La Normandie est aussi une terre d'élevage. Parmi les éleveurs de bovins, 27% sont spécialisés en production de viande. Cette filière normande pesait 680 millions d'euros en 2011. La filière normande ne fait pas partie des régions les plus productrices (lien en PDF) de viande bovine, mais elle est, elle aussi, touchée par les faibles prix de vente de la viande. Une situation qui s'explique notamment par une production de viande bovine excédendaire, avance la Chambre d'agriculture de Normandie. Un surplus qui n'est pas en adéquation avec la consommation nationale, qui est en baisse constante depuis plusieurs années.

La région accueille aussi des entreprises de découpe et d'abattage. Des agriculteurs ont bloqué l'accès aux abattoirs du Neubourg (Haute-Normandie), lundi 20 juillet. Un blocus similaire a été mis en place devant celui d'Elivia installé à Villers-Bocage (Calvados). Les éleveurs reprochent aux transformateurs de ne pas appliquer l'accord du 17 juin qui prévoit une augmentation des prix de la viande. Les abattoirs sont, par ailleurs, impactés par cette nouvelle crise que traverse le monde agricole. La société Aim, qui possède un site dans le Calvados, a par exemple connu de graves difficultés économiques avant d'être reprise par ses salariés avec l'aide de l'Etat. 

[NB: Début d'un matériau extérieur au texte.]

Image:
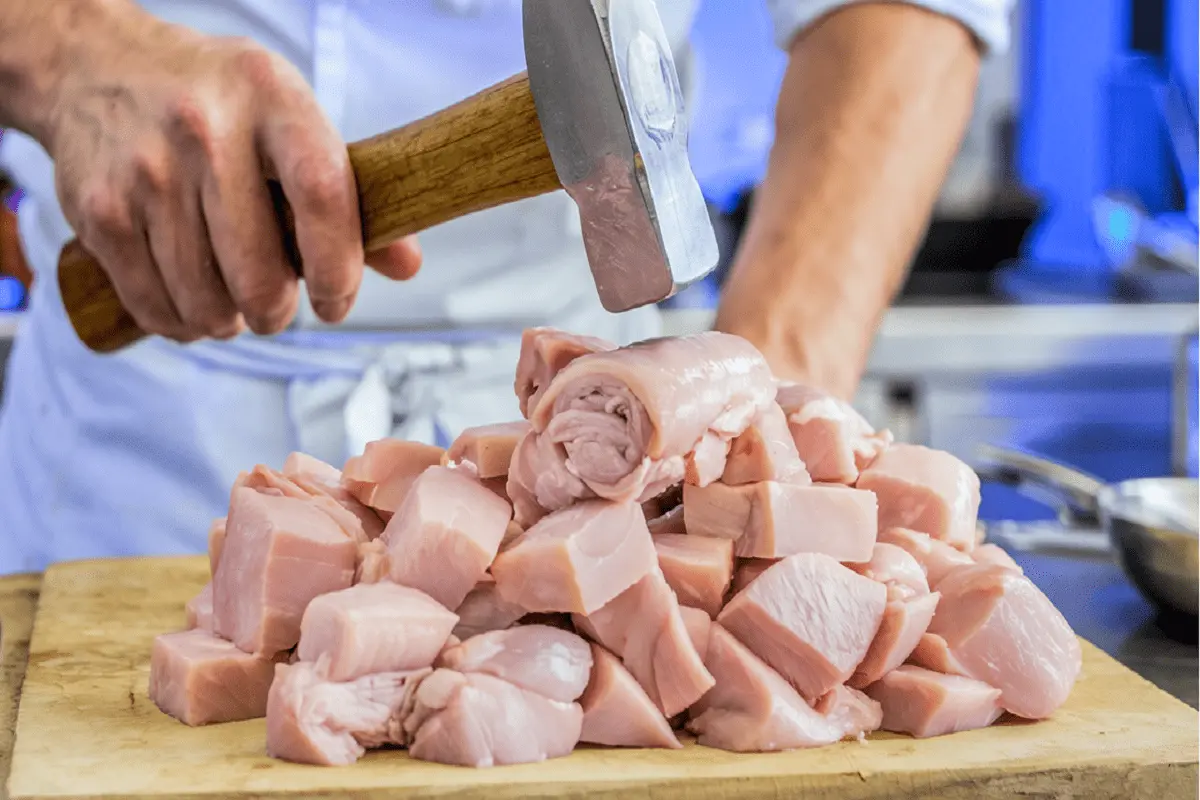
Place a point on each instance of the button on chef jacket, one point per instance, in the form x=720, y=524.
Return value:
x=135, y=453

Des exploitations au bord du gouffre

Du fait de la crise, plusieurs milliers d'agriculteurs sont au bord du gouffre. Le ministre de l'Agriculture, Stéphane Le Foll, a reconnu que 20 000 à 25 000 exploitations étaient en grande difficulté au niveau national. Il est difficile d'obtenir les données détaillées, département par département. Mais la Normandie, terre d'agriculture, est particulièrement impactée par la situation. "Un certain nombre d'éleveurs laitiers normands ont mis à la réforme leurs vaches laitières, c'est-à-dire qu'elles ont été transférées à l'abattoir pour leur viande. Cela a créé un engorgement dans la filière de la viande bovine", explique Thierry Pouch, le chef du service des études économiques de l'assemblée permanente des Chambres d'agriculture. 

Par ailleurs, en dix ans, la Basse-Normandie a perdu près de la moitié de ses exploitations agricoles, précise l'Insee

Et la contestation s'étend...

Le mouvement s'étend sur le territoire. Après le blocus de Caen, les éleveurs ont décidé de paralyser le Mont-Saint-Michel (Manche). Les agriculteurs du département se mobilisent également pour exprimer leur mécontentement. Une réunion entre des représentants de syndicats agricoles et de la grande distribution s'est tenue mardi après-midi à la Chambre d'agriculture, à Saint-Lô (Manche).

La Bretagne, grande région agricole, est aussi touchée par ce mouvement. Les agriculteurs ont bloqué la circulation à hauteur de Tramain (Côtes-d'Armor), dans le sens Saint-Brieuc-Rennes. Des déviations ont été mises en place, rapporte Ouest France. A Quimper (Finistère), la voie express a également été bloquée. Un ras-le-bol qui pourrait se généraliser et qui a obligé le ministre de l'Agriculture, Stéphane Le Foll, à se rendre à la préfecture du Calvados, à Caen, pour discuter avec les manifestants.